TIDMAD: Time Series Dataset for Discovering Dark Matter with AI Denoising

J. T. Fry,Aobo Li,Lindley Winslow,Xinyi Hope Fu,Zhenghao Fu,Kaliroe M. W. Pappas
2024-06-06
Abstract:Dark matter makes up approximately 85% of total matter in our universe, yet it has never been directly observed in any laboratory on Earth. The origin of dark matter is one of the most important questions in contemporary physics, and a convincing detection of dark matter would be a Nobel-Prize-level breakthrough in fundamental science. The ABRACADABRA experiment was specifically designed to search for dark matter. Although it has not yet made a discovery, ABRACADABRA has produced several dark matter search results widely endorsed by the physics community. The experiment generates ultra-long time-series data at a rate of 10 million samples per second, where the dark matter signal would manifest itself as a sinusoidal oscillation mode within the ultra-long time series. In this paper, we present the TIDMAD -- a comprehensive data release from the ABRACADABRA experiment including three key components: an ultra-long time series dataset divided into training, validation, and science subsets; a carefully-designed denoising score for direct model benchmarking; and a complete analysis framework which produces a community-standard dark matter search result suitable for publication as a physics paper. This data release enables core AI algorithms to extract the signal and produce real physics results thereby advancing fundamental science. The data downloading and associated analysis scripts are available at <a class="link-external link-https" href="https://github.com/jessicafry/TIDMAD" rel="external noopener nofollow">this https URL</a>
Instrumentation and Methods for Astrophysics,Machine Learning,High Energy Physics - Experiment
What problem does this paper attempt to address?

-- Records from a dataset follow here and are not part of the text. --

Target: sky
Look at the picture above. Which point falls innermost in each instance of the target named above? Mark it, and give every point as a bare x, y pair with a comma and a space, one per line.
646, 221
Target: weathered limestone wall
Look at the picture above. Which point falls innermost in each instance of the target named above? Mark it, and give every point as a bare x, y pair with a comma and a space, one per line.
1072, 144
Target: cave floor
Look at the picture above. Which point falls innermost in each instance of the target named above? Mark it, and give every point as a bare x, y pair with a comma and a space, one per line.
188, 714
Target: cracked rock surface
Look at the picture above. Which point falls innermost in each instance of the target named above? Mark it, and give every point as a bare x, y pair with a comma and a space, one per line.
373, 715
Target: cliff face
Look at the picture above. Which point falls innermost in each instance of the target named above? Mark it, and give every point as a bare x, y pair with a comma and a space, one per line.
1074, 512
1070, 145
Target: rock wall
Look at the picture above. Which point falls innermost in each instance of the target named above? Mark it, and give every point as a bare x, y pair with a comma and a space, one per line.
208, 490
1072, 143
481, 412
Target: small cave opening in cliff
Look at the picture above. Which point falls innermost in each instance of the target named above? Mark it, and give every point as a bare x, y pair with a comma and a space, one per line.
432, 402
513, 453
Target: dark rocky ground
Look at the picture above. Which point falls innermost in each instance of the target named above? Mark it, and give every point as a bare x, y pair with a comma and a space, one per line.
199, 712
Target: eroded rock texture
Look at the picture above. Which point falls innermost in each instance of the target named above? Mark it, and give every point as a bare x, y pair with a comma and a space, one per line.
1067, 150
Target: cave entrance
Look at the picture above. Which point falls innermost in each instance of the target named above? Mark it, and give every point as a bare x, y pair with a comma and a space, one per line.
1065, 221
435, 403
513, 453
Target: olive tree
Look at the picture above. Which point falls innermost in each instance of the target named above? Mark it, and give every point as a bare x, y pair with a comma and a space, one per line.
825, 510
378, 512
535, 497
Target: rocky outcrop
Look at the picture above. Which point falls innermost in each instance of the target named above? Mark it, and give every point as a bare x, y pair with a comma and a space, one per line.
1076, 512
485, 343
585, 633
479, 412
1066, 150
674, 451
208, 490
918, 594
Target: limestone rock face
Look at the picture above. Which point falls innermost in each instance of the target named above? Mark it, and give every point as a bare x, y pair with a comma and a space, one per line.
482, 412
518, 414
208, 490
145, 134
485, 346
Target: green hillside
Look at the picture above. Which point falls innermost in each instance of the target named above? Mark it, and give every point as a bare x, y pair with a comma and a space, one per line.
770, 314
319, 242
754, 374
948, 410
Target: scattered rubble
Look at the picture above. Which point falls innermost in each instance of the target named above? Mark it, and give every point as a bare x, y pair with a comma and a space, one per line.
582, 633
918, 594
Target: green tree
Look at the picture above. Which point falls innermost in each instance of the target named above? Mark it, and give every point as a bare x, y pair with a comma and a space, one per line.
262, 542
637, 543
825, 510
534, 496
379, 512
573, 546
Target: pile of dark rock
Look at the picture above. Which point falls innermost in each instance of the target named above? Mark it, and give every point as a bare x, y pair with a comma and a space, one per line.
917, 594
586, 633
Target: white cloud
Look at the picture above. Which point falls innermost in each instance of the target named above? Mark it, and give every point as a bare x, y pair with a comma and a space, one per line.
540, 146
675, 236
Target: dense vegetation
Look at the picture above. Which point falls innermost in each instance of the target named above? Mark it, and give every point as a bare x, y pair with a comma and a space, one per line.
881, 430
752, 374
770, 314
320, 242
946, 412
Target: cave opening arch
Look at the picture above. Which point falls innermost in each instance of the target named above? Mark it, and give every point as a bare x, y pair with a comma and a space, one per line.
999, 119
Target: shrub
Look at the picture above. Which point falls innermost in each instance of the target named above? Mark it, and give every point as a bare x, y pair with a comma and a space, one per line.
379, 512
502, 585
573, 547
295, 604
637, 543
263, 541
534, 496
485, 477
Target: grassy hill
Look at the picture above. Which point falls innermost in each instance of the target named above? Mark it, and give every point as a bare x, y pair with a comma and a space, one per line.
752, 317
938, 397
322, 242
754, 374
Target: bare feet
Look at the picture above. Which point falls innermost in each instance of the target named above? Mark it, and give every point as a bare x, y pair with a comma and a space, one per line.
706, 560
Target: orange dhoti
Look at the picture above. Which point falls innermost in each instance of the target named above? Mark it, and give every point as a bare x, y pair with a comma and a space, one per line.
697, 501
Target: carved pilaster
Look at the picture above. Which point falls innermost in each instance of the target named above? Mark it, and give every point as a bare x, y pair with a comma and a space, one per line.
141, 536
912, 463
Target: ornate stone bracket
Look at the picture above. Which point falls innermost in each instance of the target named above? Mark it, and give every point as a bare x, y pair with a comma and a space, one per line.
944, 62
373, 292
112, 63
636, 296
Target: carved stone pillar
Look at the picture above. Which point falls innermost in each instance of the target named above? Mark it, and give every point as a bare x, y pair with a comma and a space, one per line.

The problem that this paper attempts to solve is: How to detect dark matter signals from ultra - long - time - series data through AI noise - reduction technology, thereby promoting the research on dark matter. Specifically, the main objectives of the paper include: 1. **Improve the sensitivity of dark matter signal detection**: - Dark matter accounts for approximately 85% of the matter in the universe, but has not yet been directly observed in any laboratory on Earth. The ABRACADABRA experiment aims to search for dark matter, but in its generated ultra - long - time - series data (10 million samples per second), dark matter signals are usually drowned out by various noises. - In order to improve the detection sensitivity, researchers introduced machine - learning (ML) noise - reduction technology, hoping to more effectively extract potential dark matter signals. 2. **Provide a comprehensive data set and evaluation framework**: - The paper introduced TIDMAD (Time Series Dataset for Discovering Dark Matter with AI Denoising), which is an ultra - long - time - series data set generated by the ABRACADABRA experiment. This data set is divided into training, validation, and scientific subsets for training and evaluating noise - reduction algorithms. - TIDMAD also includes a carefully designed noise - reduction scoring system for directly comparing the effects of different models and finally generating dark matter search results that meet the standards of the physics community. 3. **Promote the improvement of dark matter limits**: - By applying AI noise - reduction algorithms, researchers can set stricter dark matter limits on data collected in a relatively short time (for example, 24 hours). Although the amount of data in TIDMAD is only 1% of that in ABRA Run 3, after noise - reduction processing, its limit level is close to or even exceeds the results of ABRA Run 3. - This shows that AI noise - reduction technology significantly improves the sensitivity of dark matter detection, providing new possibilities for future larger - scale experiments. In summary, by introducing AI noise - reduction technology, this paper aims to improve the sensitivity of dark matter signal detection, and provides a comprehensive data set and evaluation framework for dark matter research, thus promoting the progress in this field.